The total implementation is maybe 600 lines of Go for the worker and rule engine, a Next.js API route and component for the UI surface, and the Postgres migration above. It's not complicated. The complicated part is deciding where your trust boundaries are and encoding them explicitly in the rule engine instead of hoping the model gets it right.
the parts that will bite you
A few things we learned the hard way. First, multi-step tool call chains are where this pattern gets complicated fast.

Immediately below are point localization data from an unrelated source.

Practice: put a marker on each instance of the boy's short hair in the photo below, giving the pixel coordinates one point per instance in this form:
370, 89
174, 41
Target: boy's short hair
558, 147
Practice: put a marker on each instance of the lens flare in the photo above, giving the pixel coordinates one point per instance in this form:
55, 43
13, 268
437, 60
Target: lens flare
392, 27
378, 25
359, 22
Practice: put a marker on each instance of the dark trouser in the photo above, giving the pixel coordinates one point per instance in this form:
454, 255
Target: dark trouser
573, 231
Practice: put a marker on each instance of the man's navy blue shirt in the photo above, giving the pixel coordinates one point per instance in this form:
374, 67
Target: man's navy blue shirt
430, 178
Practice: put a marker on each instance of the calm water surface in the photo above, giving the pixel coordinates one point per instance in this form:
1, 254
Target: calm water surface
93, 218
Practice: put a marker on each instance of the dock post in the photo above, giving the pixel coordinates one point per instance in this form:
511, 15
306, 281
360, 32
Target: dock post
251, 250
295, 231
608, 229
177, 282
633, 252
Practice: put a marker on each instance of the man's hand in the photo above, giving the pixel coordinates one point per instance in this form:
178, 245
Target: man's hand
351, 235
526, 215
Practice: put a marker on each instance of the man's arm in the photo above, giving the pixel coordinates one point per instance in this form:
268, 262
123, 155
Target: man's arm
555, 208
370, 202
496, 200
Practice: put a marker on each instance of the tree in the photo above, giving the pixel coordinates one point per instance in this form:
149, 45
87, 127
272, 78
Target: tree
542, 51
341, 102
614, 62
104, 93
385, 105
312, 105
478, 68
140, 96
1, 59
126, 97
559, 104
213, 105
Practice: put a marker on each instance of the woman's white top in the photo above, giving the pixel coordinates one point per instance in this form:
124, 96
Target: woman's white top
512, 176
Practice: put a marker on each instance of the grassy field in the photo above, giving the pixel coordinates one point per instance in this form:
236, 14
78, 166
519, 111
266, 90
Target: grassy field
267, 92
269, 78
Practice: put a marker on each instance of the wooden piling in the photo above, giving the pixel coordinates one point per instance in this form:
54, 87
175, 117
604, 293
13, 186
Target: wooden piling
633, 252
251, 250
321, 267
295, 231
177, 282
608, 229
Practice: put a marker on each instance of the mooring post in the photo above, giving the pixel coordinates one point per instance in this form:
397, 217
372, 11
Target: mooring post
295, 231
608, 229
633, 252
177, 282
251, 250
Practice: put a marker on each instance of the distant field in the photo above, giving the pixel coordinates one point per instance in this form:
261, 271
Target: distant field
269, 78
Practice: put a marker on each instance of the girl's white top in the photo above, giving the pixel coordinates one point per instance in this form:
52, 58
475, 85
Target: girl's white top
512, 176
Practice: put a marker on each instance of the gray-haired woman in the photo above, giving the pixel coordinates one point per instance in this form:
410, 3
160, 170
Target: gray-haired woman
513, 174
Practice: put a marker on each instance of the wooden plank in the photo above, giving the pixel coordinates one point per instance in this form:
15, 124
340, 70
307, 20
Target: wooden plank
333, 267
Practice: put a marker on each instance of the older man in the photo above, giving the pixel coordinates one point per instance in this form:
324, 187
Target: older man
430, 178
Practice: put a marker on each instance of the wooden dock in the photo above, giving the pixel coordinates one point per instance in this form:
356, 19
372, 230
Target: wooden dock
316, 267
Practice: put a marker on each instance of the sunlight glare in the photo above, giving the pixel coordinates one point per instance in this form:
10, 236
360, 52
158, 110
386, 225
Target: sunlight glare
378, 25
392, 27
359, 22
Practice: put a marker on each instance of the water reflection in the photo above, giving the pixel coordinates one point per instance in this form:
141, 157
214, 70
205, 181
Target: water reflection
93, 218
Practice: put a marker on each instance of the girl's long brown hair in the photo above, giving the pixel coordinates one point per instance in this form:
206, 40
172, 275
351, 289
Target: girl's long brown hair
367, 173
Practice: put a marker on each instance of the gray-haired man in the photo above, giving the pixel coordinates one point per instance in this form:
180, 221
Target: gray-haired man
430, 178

If the model returns three sequential tool calls as part of a single user request, you need to decide whether each one is an individual proposal requiring individual approval or whether the chain is approved as a unit. Our current answer is that chains are approved as a unit, with the approval UI showing all steps in order, and execution is all-or-nothing transactional where your underlying tools support it. This is the right UX but it requires more work in the executor.
Second, the stale state problem is worse than you think. We had a case where a user approved a proposal to update a pricing record, but between proposal creation and execution, another user had manually edited that same record through a different UI. The executor ran, overwrote the manual change, and nobody knew because the audit log recorded a success. You need optimistic locking or a version check at execution time, which means your tool handlers need to accept and enforce a version or ETag parameter. This is an interface contract you should design from the start, not retrofit.
Third, notification infrastructure matters. An approval queue that nobody checks is just a delayed execution queue with extra steps. You need to notify the right people when proposals are created, remind them before expiry, and confirm when execution happens. We use a simple webhook dispatch in the background worker to post to Slack for internal tools, and in-app notifications stored in Postgres for customer-facing products. The notification layer is boring but it's what makes the human-in-the-loop actually function.
Fourth, permission scoping. Not every user should be able to approve every proposal. The approval check should verify that the reviewer has the appropriate role for the specific tool being approved, not just that they're authenticated. A billing admin should approve billing tool calls. An inventory manager shouldn't be able to approve finance operations just because they're also logged in. This sounds obvious but it's easy to skip when you're moving fast, and it creates a real access control gap.